Par la signature d’un accord stratégique avec la société émiratie ADMOG GOLD, le Gabon relance ses ambitions aurifères. Mais derrière la promesse d’une exploitation « responsable », le pays joue sa crédibilité de champion mondial de l’écologie face à une industrie réputée polluante.

C’est un mariage de raison entre le sous-sol et la forêt. Avec la signature à Abu Dhabi un mémorandum pour l’exploration et l’exploitation de l’or, le gouvernement cherche à diversifier l’économie.

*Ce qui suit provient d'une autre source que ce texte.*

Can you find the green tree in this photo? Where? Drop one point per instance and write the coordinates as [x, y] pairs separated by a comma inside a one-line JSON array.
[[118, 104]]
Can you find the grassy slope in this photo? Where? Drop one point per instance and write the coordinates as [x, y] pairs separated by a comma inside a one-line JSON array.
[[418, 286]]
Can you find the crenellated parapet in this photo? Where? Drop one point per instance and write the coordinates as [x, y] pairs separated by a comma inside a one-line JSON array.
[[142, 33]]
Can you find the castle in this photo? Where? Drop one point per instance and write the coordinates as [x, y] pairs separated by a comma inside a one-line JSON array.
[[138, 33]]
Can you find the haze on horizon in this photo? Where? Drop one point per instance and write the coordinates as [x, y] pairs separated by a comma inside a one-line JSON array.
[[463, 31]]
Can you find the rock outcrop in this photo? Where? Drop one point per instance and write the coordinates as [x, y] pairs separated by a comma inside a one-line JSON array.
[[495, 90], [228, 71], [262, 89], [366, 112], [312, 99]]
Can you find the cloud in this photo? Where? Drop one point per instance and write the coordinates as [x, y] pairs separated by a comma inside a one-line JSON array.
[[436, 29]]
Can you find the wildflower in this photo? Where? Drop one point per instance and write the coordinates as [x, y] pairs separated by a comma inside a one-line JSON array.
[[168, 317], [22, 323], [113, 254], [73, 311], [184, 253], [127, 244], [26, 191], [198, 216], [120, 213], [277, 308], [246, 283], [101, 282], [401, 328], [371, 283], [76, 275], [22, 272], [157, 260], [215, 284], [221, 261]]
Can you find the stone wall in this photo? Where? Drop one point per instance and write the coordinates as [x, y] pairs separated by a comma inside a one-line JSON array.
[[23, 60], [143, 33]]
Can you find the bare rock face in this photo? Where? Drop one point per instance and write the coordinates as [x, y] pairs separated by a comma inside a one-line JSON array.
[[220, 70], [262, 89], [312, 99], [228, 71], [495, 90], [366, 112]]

Le partenaire choisi, ADMOG GOLD, s’est engagé à respecter les « standards environnementaux et sociaux internationaux ».
Une précision qui n’est pas qu’une clause de style pour Libreville.
L’extraction aurifère est historiquement l’une des industries les plus agressives pour les écosystèmes.
Déforestation pour accéder aux filons, risques de pollution des eaux au mercure ou au cyanure, sont autant de facettes négatives de l’exploitation aurifères.
Pour le Gabon, qui a fait de la préservation de sa biodiversité une marque de fabrique diplomatique, l’erreur n’est pas permise.
Les Émirats Arabes Unis, plaque tournante mondiale du commerce de l’or, avec 129 milliards de dollars d’échanges d’or en 2023, disposent des capitaux nécessaires pour déployer des méthodes d’extraction à faible impact environnemental.
Mais entre les intentions du mémorandum et la réalité du terrain en pleine forêt équatoriale, le fossé peut être grand.
Ce partenariat sera donc un test grandeur nature. Il s’agira de prouver que l’on peut alimenter l’appétit insatiable de Dubaï pour le métal jaune sans sacrifier le « poumon vert » du Gabon.
La surveillance de l’État devra être aussi rigoureuse que les ambitions affichées.